Unusual majors help some colleges stand out from the crowd — and boost enrollment
The Hechinger Report
December 18, 2022
MCPHERSON, Kan. — So polished is the finish of the classic car that, like a mirror, it reflects the reverential faces staring at it.
Only 203 of this version of the iconic 1953 Mercedes-Benz 300S Cabriolet were ever built. They sold for three times the price of a Cadillac and were snapped up as status symbols by the likes of Clark Gable, Bing Crosby, Cary Grant and Gary Cooper.
Those famous names aren’t what interest the people in this garage bay, though. Their obsession is the car, which has been under restoration for six years by students at this college in sparsely settled central Kansas, in the hope that it will win the world’s most prestigious classic car event next summer: the annual Pebble Beach Concours d’Elegance.

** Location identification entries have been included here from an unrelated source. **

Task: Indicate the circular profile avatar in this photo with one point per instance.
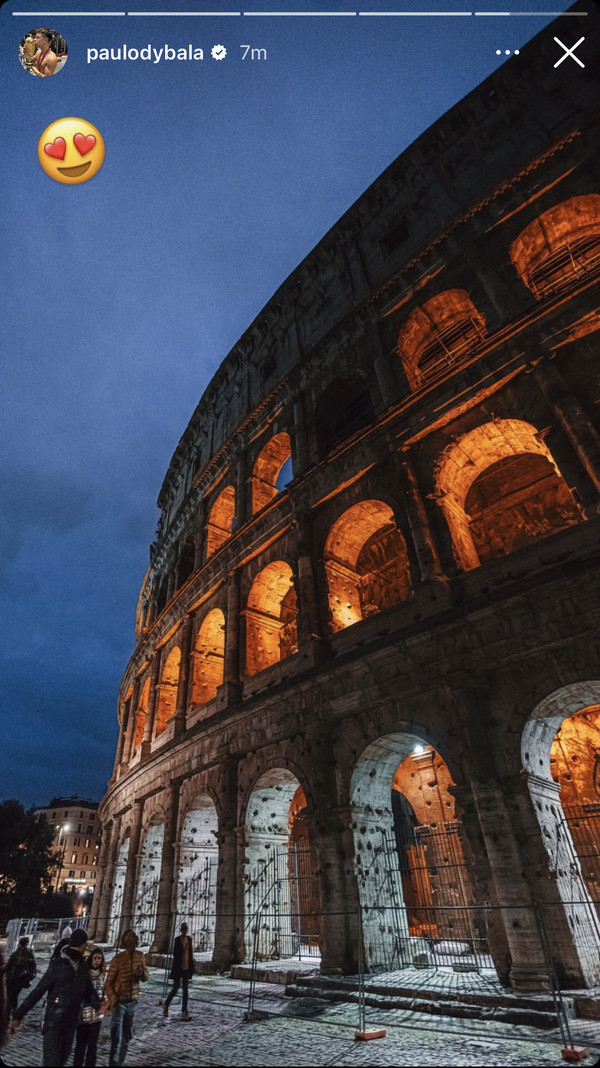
(43, 52)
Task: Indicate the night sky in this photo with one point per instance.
(123, 295)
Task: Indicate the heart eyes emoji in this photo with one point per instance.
(70, 151)
(57, 148)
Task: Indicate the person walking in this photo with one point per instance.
(182, 971)
(89, 1026)
(67, 984)
(122, 990)
(20, 970)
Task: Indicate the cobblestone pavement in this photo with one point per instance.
(309, 1032)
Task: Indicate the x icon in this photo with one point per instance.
(569, 51)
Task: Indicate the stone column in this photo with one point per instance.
(301, 458)
(529, 968)
(572, 418)
(163, 915)
(310, 628)
(183, 686)
(199, 537)
(330, 831)
(151, 711)
(423, 539)
(488, 917)
(230, 692)
(131, 873)
(229, 875)
(241, 514)
(103, 894)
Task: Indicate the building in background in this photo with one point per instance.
(76, 846)
(362, 704)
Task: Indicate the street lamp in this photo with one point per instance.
(61, 831)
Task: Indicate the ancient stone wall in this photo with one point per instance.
(378, 551)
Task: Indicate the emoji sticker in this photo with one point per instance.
(70, 151)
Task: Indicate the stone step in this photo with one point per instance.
(536, 1010)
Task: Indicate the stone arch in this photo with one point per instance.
(439, 335)
(167, 690)
(196, 881)
(267, 468)
(559, 247)
(365, 562)
(563, 719)
(117, 891)
(271, 614)
(208, 658)
(500, 488)
(281, 906)
(145, 910)
(411, 859)
(344, 408)
(220, 520)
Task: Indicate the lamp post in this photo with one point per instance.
(61, 831)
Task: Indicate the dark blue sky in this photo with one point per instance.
(123, 295)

That’s an unusual ambition for a small college — which is exactly the point. This particular small college has what it says is the country’s only four-year bachelor’s degree in automotive restoration, a major that combines engineering, history, business, communication, art and other disciplines.

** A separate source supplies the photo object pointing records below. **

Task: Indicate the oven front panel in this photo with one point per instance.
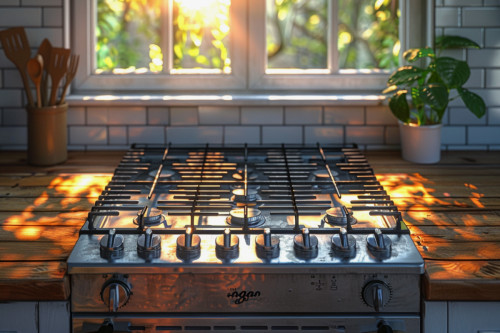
(249, 293)
(221, 323)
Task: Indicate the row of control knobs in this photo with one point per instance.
(227, 245)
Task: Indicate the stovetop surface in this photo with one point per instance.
(285, 192)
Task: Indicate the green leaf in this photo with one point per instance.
(455, 42)
(412, 55)
(453, 72)
(435, 95)
(405, 75)
(390, 89)
(473, 102)
(399, 106)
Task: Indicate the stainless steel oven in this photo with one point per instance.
(245, 238)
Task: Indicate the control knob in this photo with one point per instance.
(115, 293)
(111, 246)
(149, 245)
(267, 246)
(188, 246)
(379, 244)
(384, 327)
(305, 245)
(376, 294)
(344, 245)
(227, 246)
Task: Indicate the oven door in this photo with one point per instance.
(251, 323)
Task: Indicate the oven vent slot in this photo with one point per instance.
(284, 328)
(245, 328)
(169, 328)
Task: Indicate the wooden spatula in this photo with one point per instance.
(44, 52)
(16, 47)
(57, 68)
(70, 75)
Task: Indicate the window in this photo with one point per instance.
(240, 45)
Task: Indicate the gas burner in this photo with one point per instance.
(240, 174)
(155, 217)
(322, 175)
(339, 216)
(240, 186)
(165, 174)
(254, 217)
(239, 196)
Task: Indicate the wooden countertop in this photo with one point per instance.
(452, 209)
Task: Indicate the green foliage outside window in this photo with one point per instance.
(130, 34)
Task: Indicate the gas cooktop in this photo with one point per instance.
(243, 205)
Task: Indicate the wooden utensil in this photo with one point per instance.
(44, 51)
(58, 66)
(16, 47)
(35, 71)
(70, 75)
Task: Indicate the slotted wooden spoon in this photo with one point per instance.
(35, 71)
(70, 75)
(44, 52)
(57, 68)
(16, 47)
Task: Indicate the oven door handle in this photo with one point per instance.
(107, 327)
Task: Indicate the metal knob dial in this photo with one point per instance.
(305, 245)
(111, 246)
(115, 293)
(227, 246)
(188, 246)
(376, 294)
(384, 327)
(344, 245)
(379, 244)
(267, 246)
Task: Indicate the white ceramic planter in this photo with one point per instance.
(420, 144)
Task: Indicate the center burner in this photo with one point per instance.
(339, 216)
(253, 217)
(154, 217)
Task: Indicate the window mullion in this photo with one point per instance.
(333, 23)
(166, 35)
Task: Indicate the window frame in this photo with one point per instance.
(248, 74)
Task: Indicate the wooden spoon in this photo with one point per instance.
(70, 75)
(44, 51)
(16, 47)
(58, 67)
(35, 71)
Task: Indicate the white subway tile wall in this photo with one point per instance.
(116, 125)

It’s an example of the way a small regional higher education institution can stand out in a crowded field of competitors at a time when many other schools appear intent on trying to attract applicants by becoming more alike than different.

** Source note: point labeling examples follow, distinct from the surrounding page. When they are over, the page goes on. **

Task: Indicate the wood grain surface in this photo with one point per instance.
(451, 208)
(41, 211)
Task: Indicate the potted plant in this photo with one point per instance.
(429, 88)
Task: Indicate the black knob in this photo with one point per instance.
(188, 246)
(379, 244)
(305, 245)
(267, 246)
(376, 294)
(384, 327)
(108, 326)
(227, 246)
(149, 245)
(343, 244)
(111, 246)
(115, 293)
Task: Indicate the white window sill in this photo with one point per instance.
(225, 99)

“There’s an entire culture around the classic car, and at the center of that world is McPherson College,” declared Michael Schneider, president of the college, which is home to this one-of-a-kind program in automotive engineering.
Not many people outside of its hometown of 14,000, named for Civil War Union General James Birdseye McPherson, have likely heard of the school. But there are enough devotees of classic cars, students who want to learn how to restore and preserve them and employers who need workers with those skills that its unusual specialty is paying off.